Jackson would have been 60 this year—an arresting fact, if you think about it, for not only was he a child when we first heard him but he did his best to never grow up, a trick he managed for several decades, through massive hit records, disturbing plastic surgeries, and horrifying accusations. But even a man-child as determined as he was can’t make the act last forever. Instead, he died, nine years ago, at the tidy age of 50.

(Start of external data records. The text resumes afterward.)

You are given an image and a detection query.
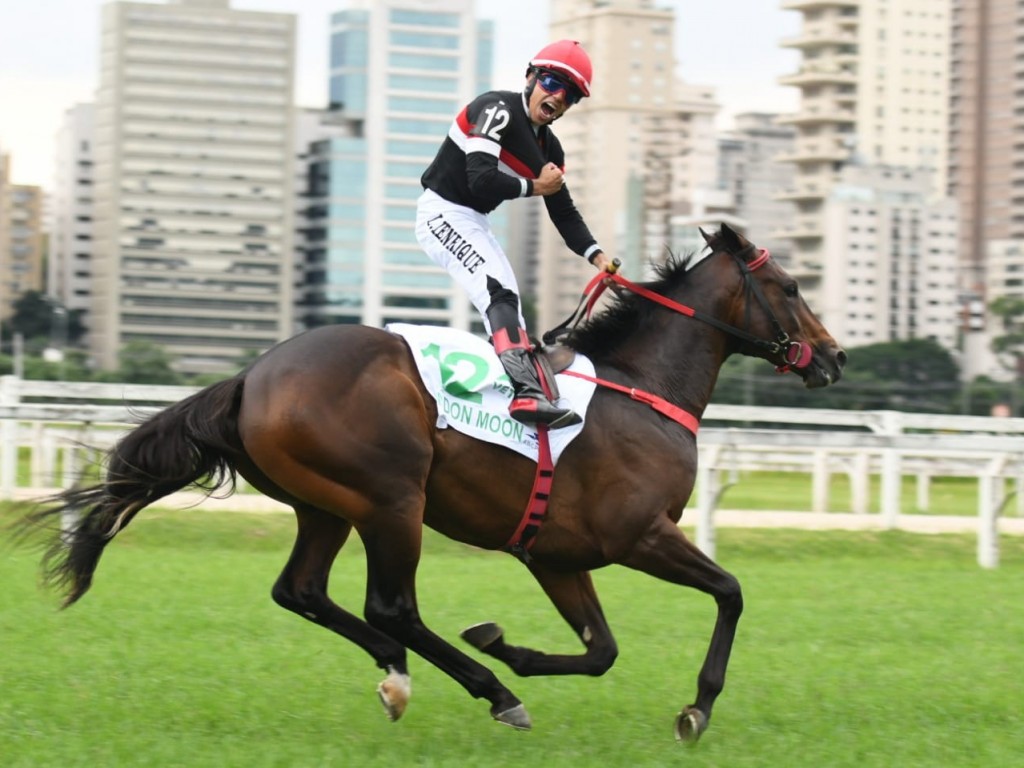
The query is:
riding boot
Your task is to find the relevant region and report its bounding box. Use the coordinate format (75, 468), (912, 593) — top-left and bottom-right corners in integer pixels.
(491, 327), (581, 429)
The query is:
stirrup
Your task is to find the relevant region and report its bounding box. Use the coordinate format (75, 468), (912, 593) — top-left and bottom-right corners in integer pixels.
(509, 397), (581, 429)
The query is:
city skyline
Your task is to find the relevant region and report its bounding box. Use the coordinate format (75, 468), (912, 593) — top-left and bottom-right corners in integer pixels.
(0, 0), (800, 186)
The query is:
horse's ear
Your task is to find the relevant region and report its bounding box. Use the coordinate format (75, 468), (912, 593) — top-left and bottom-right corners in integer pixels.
(699, 227), (713, 244)
(718, 223), (747, 251)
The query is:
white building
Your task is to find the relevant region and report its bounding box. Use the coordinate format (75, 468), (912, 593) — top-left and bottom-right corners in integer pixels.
(718, 113), (798, 269)
(90, 0), (297, 375)
(820, 165), (959, 351)
(51, 103), (95, 320)
(777, 0), (952, 308)
(539, 0), (717, 330)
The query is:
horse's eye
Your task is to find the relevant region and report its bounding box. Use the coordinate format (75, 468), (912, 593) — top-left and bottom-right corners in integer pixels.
(784, 283), (799, 298)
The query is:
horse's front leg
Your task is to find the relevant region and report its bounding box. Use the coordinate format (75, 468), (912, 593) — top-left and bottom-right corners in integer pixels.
(461, 565), (619, 676)
(621, 514), (743, 743)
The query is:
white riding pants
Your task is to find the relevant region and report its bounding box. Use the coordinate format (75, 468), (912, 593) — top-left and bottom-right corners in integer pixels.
(415, 188), (525, 334)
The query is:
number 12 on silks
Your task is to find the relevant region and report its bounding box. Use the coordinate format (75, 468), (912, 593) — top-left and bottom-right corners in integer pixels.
(479, 105), (509, 140)
(421, 344), (492, 404)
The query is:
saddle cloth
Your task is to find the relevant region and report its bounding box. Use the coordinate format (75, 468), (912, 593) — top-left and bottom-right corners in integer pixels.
(386, 323), (597, 465)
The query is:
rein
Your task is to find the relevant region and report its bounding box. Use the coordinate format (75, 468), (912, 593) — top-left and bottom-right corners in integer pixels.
(504, 245), (811, 563)
(545, 247), (812, 373)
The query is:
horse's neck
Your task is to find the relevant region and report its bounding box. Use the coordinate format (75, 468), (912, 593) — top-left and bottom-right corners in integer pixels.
(599, 309), (730, 420)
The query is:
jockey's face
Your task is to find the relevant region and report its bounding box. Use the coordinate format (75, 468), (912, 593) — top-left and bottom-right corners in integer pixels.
(526, 72), (572, 127)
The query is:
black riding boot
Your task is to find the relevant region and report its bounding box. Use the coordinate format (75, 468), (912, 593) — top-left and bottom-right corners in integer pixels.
(486, 301), (580, 429)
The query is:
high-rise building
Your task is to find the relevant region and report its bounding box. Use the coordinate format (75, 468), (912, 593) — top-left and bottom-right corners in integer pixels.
(947, 0), (1024, 383)
(718, 113), (798, 269)
(641, 83), (728, 271)
(292, 106), (360, 330)
(0, 148), (46, 322)
(51, 103), (95, 320)
(323, 0), (494, 332)
(777, 0), (952, 307)
(819, 165), (959, 350)
(91, 0), (297, 375)
(949, 0), (1023, 294)
(0, 148), (9, 320)
(540, 0), (703, 330)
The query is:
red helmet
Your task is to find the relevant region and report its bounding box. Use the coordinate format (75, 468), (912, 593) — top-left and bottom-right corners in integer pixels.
(529, 40), (592, 98)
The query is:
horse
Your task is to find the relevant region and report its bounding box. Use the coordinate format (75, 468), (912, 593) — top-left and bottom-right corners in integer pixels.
(19, 223), (845, 742)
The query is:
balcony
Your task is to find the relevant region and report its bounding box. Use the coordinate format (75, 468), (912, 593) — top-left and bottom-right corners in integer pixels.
(776, 106), (857, 126)
(775, 184), (828, 202)
(778, 65), (858, 88)
(776, 139), (851, 164)
(781, 0), (859, 10)
(773, 217), (825, 240)
(780, 29), (858, 50)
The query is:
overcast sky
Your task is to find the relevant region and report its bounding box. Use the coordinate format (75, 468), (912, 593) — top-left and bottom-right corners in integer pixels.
(0, 0), (799, 186)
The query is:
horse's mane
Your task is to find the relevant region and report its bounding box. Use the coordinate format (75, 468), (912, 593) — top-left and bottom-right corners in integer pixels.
(564, 249), (699, 359)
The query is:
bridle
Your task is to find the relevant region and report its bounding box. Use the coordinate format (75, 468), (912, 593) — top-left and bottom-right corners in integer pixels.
(546, 245), (813, 373)
(508, 243), (812, 561)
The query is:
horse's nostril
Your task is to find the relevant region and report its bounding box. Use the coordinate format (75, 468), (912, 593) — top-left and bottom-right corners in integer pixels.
(836, 349), (848, 368)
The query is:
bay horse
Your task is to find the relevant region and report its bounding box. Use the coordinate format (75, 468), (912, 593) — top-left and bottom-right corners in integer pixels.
(21, 224), (845, 742)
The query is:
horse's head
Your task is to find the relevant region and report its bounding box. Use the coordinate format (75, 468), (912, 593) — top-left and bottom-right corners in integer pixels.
(698, 223), (846, 388)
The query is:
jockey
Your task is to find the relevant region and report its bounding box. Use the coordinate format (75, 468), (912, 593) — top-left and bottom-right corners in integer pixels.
(416, 39), (612, 429)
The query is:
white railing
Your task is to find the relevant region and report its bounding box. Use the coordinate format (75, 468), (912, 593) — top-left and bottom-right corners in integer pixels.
(2, 375), (1022, 568)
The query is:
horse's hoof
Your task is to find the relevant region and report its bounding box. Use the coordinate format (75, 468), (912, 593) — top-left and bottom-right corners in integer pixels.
(674, 706), (707, 743)
(376, 666), (411, 722)
(492, 702), (532, 730)
(461, 621), (504, 651)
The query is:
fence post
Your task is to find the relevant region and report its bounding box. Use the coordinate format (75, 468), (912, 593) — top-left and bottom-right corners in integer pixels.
(812, 449), (829, 513)
(915, 472), (930, 512)
(0, 375), (20, 500)
(879, 411), (903, 529)
(696, 446), (721, 559)
(977, 457), (1002, 569)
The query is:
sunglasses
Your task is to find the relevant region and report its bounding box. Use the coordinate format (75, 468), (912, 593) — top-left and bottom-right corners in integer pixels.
(534, 70), (583, 105)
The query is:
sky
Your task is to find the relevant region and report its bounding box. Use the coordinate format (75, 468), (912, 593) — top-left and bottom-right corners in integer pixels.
(0, 0), (800, 187)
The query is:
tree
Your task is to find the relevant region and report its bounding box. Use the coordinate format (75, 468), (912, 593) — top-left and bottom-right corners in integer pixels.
(711, 338), (962, 413)
(988, 296), (1024, 415)
(1, 291), (87, 350)
(989, 296), (1024, 376)
(114, 340), (183, 385)
(4, 291), (54, 342)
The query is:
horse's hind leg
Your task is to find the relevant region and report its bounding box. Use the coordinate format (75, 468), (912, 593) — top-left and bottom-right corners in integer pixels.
(461, 565), (619, 677)
(357, 509), (531, 729)
(271, 505), (413, 720)
(621, 516), (743, 743)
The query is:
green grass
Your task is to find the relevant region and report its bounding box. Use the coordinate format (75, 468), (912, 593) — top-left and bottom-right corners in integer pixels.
(3, 507), (1023, 767)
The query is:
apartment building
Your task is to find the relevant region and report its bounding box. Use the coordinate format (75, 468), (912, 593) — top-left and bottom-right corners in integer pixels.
(0, 150), (46, 322)
(949, 0), (1024, 296)
(718, 113), (798, 269)
(820, 165), (959, 350)
(324, 0), (494, 332)
(539, 0), (693, 330)
(90, 0), (296, 375)
(51, 103), (95, 320)
(777, 0), (952, 306)
(0, 149), (8, 320)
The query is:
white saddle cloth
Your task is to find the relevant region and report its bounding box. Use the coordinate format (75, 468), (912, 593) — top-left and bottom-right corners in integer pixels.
(387, 323), (597, 465)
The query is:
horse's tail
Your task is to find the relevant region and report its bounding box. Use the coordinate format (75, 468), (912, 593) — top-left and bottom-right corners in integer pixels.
(19, 375), (246, 608)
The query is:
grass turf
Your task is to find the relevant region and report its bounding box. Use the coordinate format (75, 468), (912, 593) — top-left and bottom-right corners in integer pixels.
(2, 506), (1022, 767)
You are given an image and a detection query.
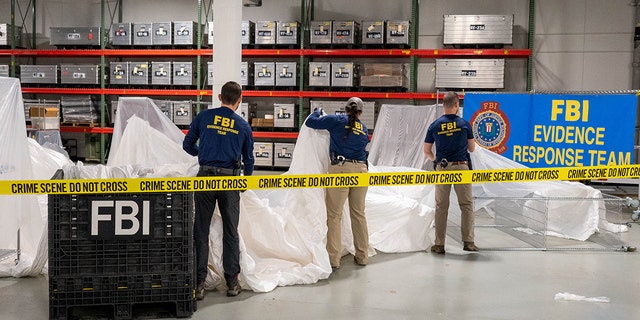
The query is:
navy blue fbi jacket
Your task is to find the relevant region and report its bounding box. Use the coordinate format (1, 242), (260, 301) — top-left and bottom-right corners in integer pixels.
(183, 106), (255, 176)
(424, 114), (473, 163)
(305, 109), (369, 161)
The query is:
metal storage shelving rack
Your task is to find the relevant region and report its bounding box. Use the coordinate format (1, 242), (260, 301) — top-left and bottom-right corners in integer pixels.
(1, 0), (533, 161)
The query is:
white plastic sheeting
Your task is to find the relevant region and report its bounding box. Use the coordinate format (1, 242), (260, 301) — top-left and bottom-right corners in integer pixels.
(0, 77), (73, 277)
(370, 104), (624, 241)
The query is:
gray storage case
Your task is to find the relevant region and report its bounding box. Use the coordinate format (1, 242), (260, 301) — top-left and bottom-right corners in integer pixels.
(276, 21), (299, 46)
(274, 142), (295, 167)
(254, 21), (277, 46)
(174, 21), (201, 46)
(308, 62), (331, 87)
(20, 65), (58, 84)
(254, 62), (275, 86)
(361, 21), (385, 46)
(0, 24), (23, 47)
(60, 64), (100, 85)
(435, 58), (505, 89)
(274, 103), (296, 128)
(275, 61), (297, 87)
(332, 21), (360, 46)
(310, 21), (332, 46)
(129, 62), (150, 85)
(151, 61), (172, 85)
(50, 27), (101, 47)
(443, 15), (513, 47)
(254, 142), (274, 166)
(331, 62), (359, 87)
(173, 61), (195, 86)
(133, 23), (153, 46)
(386, 20), (411, 47)
(152, 22), (173, 46)
(110, 62), (129, 85)
(172, 100), (193, 125)
(111, 23), (133, 46)
(241, 21), (255, 46)
(0, 64), (9, 77)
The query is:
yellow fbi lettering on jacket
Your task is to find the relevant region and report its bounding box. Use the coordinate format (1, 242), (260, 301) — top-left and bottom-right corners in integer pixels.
(207, 115), (239, 135)
(347, 122), (366, 135)
(438, 121), (461, 137)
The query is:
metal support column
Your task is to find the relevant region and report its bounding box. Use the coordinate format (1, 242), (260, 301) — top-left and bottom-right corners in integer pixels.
(100, 0), (107, 164)
(527, 0), (535, 91)
(196, 0), (203, 107)
(409, 0), (419, 104)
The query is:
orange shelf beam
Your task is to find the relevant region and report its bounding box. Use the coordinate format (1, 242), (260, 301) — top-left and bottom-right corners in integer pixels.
(413, 48), (531, 58)
(59, 126), (300, 139)
(3, 48), (531, 58)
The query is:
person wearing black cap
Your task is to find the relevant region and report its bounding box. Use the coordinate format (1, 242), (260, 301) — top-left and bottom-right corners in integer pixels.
(305, 97), (371, 269)
(423, 91), (477, 254)
(183, 81), (254, 299)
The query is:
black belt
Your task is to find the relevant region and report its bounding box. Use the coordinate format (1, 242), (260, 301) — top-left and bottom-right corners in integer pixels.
(331, 155), (367, 165)
(200, 166), (238, 176)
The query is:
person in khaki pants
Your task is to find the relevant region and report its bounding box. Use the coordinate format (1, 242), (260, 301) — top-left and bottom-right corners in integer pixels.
(305, 97), (370, 269)
(423, 91), (478, 254)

How much did he matter? One of the striking things about “Michael Jackson: On the Wall,” a show opening at London’s National Portrait Gallery in June, is the range of work that he inspired among artists who otherwise have little in common. Isa Genzken, for example, is represented in the show by a collage made from photographs of Jackson arrayed above a reproduction of a 15th-century triptych altarpiece by Stephan Lochner. Other pieces include a ceremonious equestrian portrait by Kehinde Wiley painted in the manner of Rubens; a Catherine Opie photograph of Liz Taylor’s closet that shows what appears to be one of Jackson’s elaborate costumes; and, of course, the inevitable Warhol portrait.
It’s all first-rate stuff, but it’s just a sample of the show, which boasts works by more than 40 artists, from heroes like David Hammons and Faith Ringgold to lesser-knowns like Klara Liden and Lorraine O’Grady. I can’t think of another entertainer who would attract so formidable a lineup (and the catalog includes essays by Zadie Smith and Margo Jefferson).
For a world-class museum to mount such an exhibition might seem, at first glance, merely clever: another strenuous high-low mash-up. But the National Portrait Gallery is, after all, a gallery of portraits, the most venerable form of celebrity image-making we have, and the work in the show is complex, elegiac, and sometimes simply strange. As strange and brilliant as Jackson himself? Yes, and some times as pure, as American, and just about as crazy. June 28–October 21; npg.org.uk.